Que pouvons-nous apprendre du droit du travail français ?

Comment fonctionnent les français ? Du « droit à la déconnexion » à la semaine de 35 heures, voici ce que nous pouvons retenir du droit du travail français.

Les Français sont connus pour beaucoup de choses. La nation est considérée comme un centre culturel international. Il est réputé pour produire certains des meilleurs aliments et boissons au monde. Comme nous l’avons appris ce mois-ci sur Siliconrepublic.com, c’est également un centre de science-technologie qui mérite d’être surveillé.

Alors disons que vous êtes tombé amoureux du pays et que vous vous préparez à accepter un emploi à Paris . En quoi le droit du travail français est-il différent? Ici, nous avons étudié certains des principes fondamentaux du droit du travail français, en essayant de séparer les faits de la fiction.

Le droit du travail français est codifié dans un texte tentaculaire et en constante expansion appelé Code du travail . Il fait 3342 pages et couvre tout, de l’embauche et du licenciement à manger à son bureau. Il contient certaines des dispositions les plus notables, comme les cinq semaines de congés payés , qui ont rendu la culture de travail gauloise célèbre – ou infâme, selon votre point de vue.

La semaine de travail française

La semaine de travail de 35 heures a été adoptée en France en février 2000 sous l’égide du Parti de la gauche plurielle de Lionel Jospin, une coalition de gauche qui a échoué en 2002. Elle a été introduite pour stimuler la croissance de l’emploi et contribuer à lutter contre le taux de chômage tenace de 10% en France.
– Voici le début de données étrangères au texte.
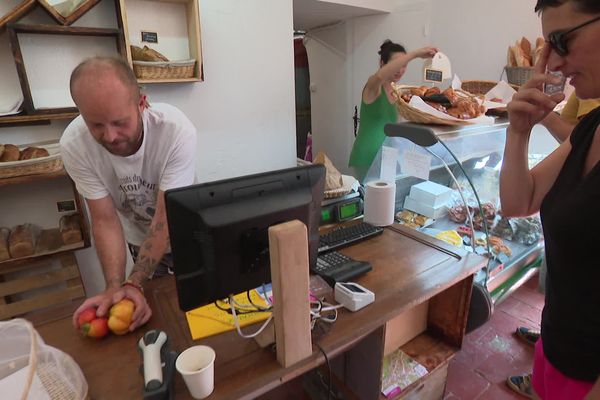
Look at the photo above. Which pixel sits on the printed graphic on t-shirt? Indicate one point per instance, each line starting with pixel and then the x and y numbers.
pixel 138 198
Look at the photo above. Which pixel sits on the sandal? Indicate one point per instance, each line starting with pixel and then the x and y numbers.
pixel 521 384
pixel 529 336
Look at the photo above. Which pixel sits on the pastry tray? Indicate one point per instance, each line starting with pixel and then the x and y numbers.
pixel 35 166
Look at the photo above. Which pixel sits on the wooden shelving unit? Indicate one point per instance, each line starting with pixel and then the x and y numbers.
pixel 37 119
pixel 192 22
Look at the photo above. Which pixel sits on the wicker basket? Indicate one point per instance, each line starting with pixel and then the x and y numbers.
pixel 36 166
pixel 412 114
pixel 518 75
pixel 481 87
pixel 164 69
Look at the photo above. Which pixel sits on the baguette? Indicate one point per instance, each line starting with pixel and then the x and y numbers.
pixel 33 152
pixel 4 253
pixel 525 44
pixel 11 153
pixel 333 178
pixel 21 242
pixel 70 231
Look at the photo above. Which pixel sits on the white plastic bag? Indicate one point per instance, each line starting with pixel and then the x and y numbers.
pixel 31 369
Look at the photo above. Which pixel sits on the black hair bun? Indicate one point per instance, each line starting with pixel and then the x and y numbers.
pixel 384 46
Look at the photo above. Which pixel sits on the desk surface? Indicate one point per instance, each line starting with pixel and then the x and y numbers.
pixel 408 269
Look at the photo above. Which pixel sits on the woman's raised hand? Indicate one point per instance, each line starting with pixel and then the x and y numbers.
pixel 425 52
pixel 530 104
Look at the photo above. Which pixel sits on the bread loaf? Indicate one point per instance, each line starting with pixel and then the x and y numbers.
pixel 33 152
pixel 153 55
pixel 70 230
pixel 11 153
pixel 4 253
pixel 525 44
pixel 21 242
pixel 333 178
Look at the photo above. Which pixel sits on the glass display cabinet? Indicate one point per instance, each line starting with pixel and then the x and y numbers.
pixel 462 167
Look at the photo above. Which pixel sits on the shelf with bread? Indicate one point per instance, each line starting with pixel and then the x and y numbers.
pixel 18 164
pixel 28 241
pixel 35 119
pixel 163 40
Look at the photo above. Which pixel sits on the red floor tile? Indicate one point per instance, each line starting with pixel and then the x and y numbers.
pixel 499 391
pixel 463 382
pixel 492 353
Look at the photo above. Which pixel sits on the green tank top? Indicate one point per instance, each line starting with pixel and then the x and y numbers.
pixel 370 137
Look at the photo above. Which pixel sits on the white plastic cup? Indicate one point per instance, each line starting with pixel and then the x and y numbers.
pixel 197 366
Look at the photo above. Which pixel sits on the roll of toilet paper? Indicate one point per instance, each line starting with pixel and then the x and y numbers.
pixel 380 199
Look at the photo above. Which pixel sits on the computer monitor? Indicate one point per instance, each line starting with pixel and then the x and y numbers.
pixel 219 230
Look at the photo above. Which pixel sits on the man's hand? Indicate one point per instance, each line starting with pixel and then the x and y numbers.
pixel 530 105
pixel 106 299
pixel 142 312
C’est sans doute la facette la plus notoire de la culture de travail française et a été ridiculisée par les PDG et les candidats à la présidentielle américaine. Pourtant, une grande partie de la réaction négative provient du fait de s’appuyer sur un stéréotype inexact selon lequel les employés français sont « paresseux ».

Les salariés français travaillent moins d’heures que les salariés des autres pays développés, mais ils y consacrent plus d’heures que ceux du Danemark, de l’Allemagne, des Pays-Bas et de la Norvège, selon l’OCDE. En outre, les travailleurs français sont plus productifs que les travailleurs britanniques, bien que les travailleurs britanniques y consacrent plus d’heures. Par conséquent, pourquoi une approche moins est plus de la semaine de travail gagne en popularité. Sans oublier que les employés ont la possibilité de faire des heures supplémentaires, et le font souvent.
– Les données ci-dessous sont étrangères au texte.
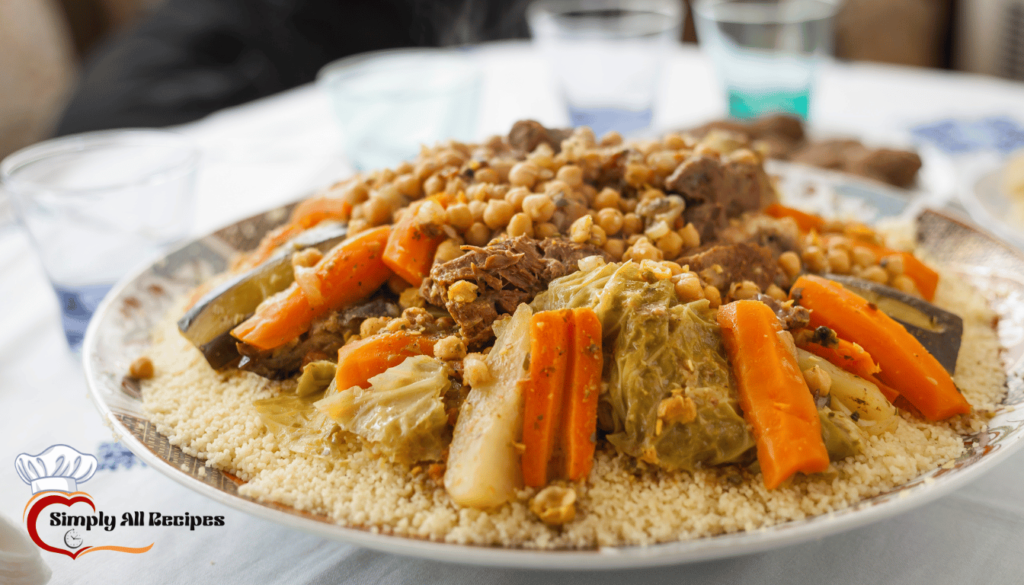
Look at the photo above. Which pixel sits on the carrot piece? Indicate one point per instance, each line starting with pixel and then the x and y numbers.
pixel 351 270
pixel 359 361
pixel 772 392
pixel 273 239
pixel 806 221
pixel 853 359
pixel 315 209
pixel 550 344
pixel 411 249
pixel 906 366
pixel 926 279
pixel 582 388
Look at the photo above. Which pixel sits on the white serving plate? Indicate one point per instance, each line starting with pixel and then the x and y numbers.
pixel 119 332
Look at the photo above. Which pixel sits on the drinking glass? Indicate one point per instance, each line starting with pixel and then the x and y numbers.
pixel 391 102
pixel 96 204
pixel 607 56
pixel 766 50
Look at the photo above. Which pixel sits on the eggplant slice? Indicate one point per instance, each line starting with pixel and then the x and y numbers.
pixel 939 331
pixel 208 324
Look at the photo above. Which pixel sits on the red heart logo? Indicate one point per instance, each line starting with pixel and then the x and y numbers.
pixel 40 505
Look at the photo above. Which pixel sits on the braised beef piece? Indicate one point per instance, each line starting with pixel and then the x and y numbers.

La refonte controversée de Macron

Le président français Emmanuel Macron a tenté une refonte « majeure et ambitieuse » de la législation du travail française afin de rendre le pays plus compétitif sur le marché mondial.

Ses changements plafonnent les paiements aux employés sortants et donnent aux employeurs la flexibilité de négocier les conditions de travail, plutôt que de se conformer aux règles sectorielles . En d’autres termes, cela permet aux entreprises d’embaucher, de licencier et de modifier plus facilement les obligations des employés. Macron soutient que le réseau bureaucratique existant décourage la croissance et contribue à la morosité de l’économie.
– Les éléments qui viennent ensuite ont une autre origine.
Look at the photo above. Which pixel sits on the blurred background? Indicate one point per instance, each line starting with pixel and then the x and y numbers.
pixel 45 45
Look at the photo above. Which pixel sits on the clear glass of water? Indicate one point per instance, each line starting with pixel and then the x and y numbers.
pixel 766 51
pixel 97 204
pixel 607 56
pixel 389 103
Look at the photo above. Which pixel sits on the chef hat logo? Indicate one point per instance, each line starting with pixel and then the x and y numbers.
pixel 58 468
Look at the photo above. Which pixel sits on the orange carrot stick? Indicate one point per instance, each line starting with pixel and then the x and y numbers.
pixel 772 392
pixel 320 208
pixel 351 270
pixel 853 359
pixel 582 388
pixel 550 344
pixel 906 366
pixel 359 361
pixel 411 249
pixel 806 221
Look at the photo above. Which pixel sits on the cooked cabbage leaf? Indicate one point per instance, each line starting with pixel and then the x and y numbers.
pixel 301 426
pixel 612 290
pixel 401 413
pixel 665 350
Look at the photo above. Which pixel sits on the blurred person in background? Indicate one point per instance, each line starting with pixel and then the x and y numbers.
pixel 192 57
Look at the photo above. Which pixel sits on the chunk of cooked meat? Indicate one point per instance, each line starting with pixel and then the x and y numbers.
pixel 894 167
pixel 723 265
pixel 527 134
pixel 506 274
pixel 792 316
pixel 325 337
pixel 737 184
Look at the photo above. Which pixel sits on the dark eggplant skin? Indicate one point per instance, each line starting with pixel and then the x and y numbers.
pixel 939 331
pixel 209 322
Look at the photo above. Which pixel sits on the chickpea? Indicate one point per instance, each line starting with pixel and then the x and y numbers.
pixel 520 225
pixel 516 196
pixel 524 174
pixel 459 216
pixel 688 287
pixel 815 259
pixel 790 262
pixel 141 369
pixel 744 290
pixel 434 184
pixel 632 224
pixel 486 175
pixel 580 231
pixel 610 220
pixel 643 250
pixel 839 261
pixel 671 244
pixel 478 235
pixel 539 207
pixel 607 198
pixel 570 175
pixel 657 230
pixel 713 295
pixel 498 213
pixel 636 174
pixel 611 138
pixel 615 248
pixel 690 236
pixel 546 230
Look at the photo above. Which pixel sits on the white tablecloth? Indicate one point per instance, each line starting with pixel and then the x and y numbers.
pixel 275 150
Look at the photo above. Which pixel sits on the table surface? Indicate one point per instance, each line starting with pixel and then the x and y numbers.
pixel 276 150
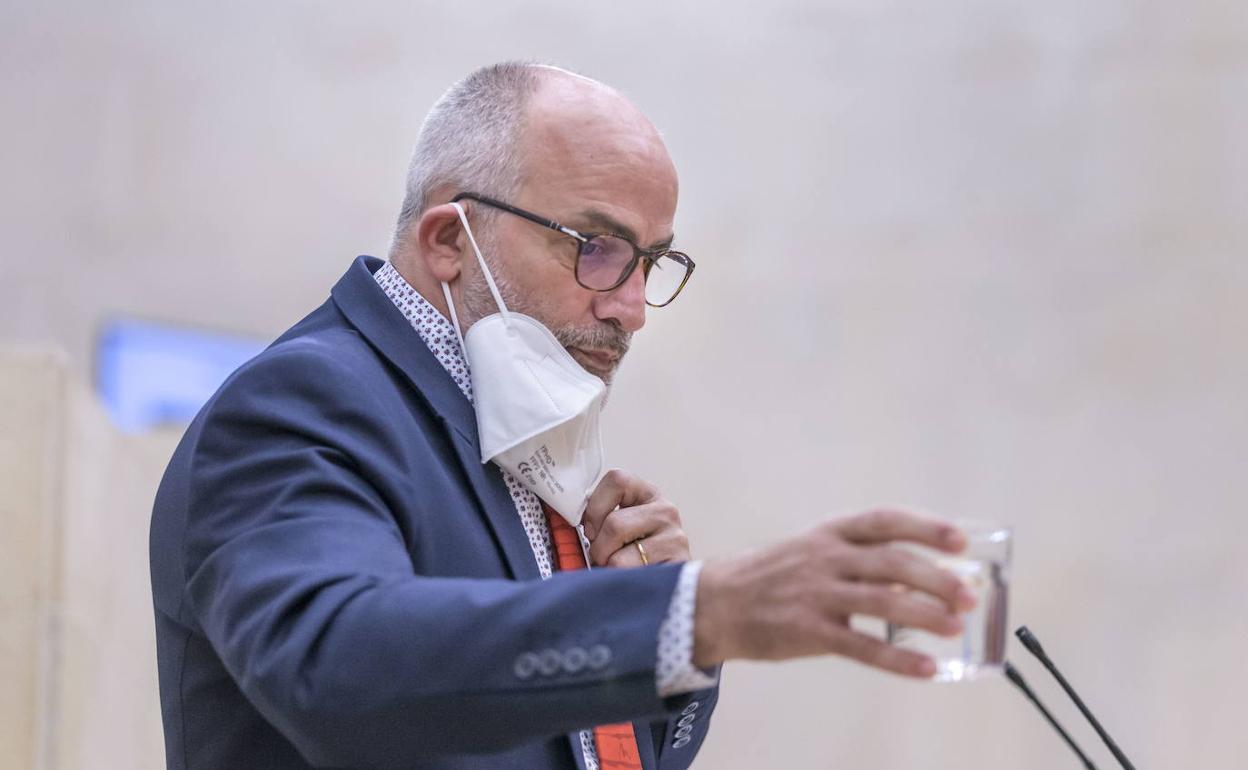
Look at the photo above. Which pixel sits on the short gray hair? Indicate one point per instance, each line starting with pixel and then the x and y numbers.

C’est un bouleversement assez important, et qui a inspiré des grèves massives depuis la première mise en œuvre des changements.

Le droit de se déconnecter

Dans l’un des rares amendements qui n’a pas suscité de protestations, les salariés français ont récemment obtenu le « droit à la déconnexion ». Les nouvelles réformes obligent les entreprises françaises de plus de 50 salariés à garantir aux travailleurs le droit de se déconnecter de la technologie lorsqu’ils quittent leur bureau. La loi, qui est entrée en vigueur pour la première fois en 2017, a été inspirée par le fléau des employés ressentant le besoin d’être “ toujours à l’écoute ”, de vérifier constamment les courriels et de répondre aux questions liées au travail en dehors des heures de bureau.

En 2018, la branche française de la société britannique de lutte antiparasitaire Rentokil Initial a été condamnée à verser 60000 € à un ancien employé dont le droit de se déconnecter avait été violé. L’ex-employé, ancien directeur régional du sud-ouest de la France, aurait été contraint de « laisser son téléphone allumé en permanence… pour répondre aux demandes de ses subordonnés ou clients ».

L’employé, nommé “ M. Y ”, a été licencié en 2011 et a porté l’affaire devant les tribunaux français, se voyant finalement indemniser par la Cour suprême française. Bien que l’employeur dans l’affaire ait fait valoir que l’employé en question n’avait jamais été explicitement invité à rester « sur appel », même le fait de donner le numéro de l’employé comme point de contact en dehors des heures d’ouverture suffit pour constituer un « appel ».